The very definition of the commission's mandate is at issue here. Bush people always signal through their rhetoric that the commission's job is to see what we can do to make sure such attacks don't happen again. That should be the main thrust. But if the people we voted into -- I mean, if the people who held office at the time of the attacks were uniquely negligent, I'd think most Americans would want to know that in a big way.

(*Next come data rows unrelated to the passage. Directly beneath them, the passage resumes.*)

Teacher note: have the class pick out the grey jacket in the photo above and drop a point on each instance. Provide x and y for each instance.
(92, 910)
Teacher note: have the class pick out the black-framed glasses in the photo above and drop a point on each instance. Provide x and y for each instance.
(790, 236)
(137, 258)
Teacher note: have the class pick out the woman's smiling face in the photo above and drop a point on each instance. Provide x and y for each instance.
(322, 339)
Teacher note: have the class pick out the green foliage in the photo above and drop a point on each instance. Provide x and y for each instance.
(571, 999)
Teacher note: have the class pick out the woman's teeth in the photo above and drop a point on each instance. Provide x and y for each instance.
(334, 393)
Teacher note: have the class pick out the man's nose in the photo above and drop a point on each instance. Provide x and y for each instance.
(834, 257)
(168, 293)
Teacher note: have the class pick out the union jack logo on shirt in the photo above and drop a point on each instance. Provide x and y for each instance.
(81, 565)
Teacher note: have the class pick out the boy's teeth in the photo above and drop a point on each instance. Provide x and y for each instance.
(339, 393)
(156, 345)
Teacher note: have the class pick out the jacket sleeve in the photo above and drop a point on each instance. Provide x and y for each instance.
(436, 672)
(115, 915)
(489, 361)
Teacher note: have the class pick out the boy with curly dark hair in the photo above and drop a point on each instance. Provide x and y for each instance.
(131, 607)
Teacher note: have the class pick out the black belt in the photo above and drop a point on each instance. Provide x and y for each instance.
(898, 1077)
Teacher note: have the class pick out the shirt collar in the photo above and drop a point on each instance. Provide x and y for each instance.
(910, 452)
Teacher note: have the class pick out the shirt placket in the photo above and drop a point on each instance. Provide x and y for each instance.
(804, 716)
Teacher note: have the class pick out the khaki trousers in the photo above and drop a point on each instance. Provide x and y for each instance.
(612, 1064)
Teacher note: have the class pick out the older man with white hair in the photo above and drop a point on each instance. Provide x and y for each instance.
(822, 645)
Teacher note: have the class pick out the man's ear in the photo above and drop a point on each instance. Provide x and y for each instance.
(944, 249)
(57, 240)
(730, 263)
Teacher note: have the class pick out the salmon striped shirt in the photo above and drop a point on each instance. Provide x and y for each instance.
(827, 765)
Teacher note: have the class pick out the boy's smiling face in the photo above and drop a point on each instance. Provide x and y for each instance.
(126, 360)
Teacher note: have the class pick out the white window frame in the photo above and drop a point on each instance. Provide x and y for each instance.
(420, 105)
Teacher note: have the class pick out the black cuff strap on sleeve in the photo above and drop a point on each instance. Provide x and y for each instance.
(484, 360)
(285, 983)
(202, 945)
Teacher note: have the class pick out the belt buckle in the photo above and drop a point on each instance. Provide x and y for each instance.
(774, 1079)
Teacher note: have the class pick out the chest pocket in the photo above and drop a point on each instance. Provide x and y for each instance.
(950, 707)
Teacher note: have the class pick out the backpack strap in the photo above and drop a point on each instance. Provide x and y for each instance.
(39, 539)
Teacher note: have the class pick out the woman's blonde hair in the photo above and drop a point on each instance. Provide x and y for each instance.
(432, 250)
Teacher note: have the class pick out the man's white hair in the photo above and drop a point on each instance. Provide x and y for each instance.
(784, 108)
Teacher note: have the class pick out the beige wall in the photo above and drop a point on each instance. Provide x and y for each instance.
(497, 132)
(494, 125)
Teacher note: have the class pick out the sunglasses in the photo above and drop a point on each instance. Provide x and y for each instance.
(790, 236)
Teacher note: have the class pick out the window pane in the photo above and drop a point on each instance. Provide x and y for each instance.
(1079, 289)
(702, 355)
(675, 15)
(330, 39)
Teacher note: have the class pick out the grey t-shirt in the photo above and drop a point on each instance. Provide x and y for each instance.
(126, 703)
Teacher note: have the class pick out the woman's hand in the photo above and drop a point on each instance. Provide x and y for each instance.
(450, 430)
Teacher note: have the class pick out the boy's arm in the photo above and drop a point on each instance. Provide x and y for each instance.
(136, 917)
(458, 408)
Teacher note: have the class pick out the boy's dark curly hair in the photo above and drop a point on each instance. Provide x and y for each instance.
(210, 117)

Meanwhile, remember two words: Sibel Edmonds. On March 30, Salon's excellent Eric Boehlert interviewed this former FBI translator, who told him that she had told the 9-11 commission in closed testimony that clear warnings were received throughout the spring and summer of 2001 (Bush's watch, not Clinton's) that a terrorist attack involving airplanes was being plotted. Her name has not yet crept its way into the major American newspapers (with the interesting exception of The Washington Times). But there are many mentions in the international press, so the Washington bureaus should wake up eventually.
If Edmonds's testimony is credible -- and Republican Senator Charles Grassley has described her with exactly that word -- it's one more piece of a puzzle that Richard Clarke began to solve for us two weeks ago. Somehow, his story just keeps being corroborated. Funny thing.
Michael Tomasky is the Prospect's executive editor. His column about politics appears each week in the Prospect's online edition.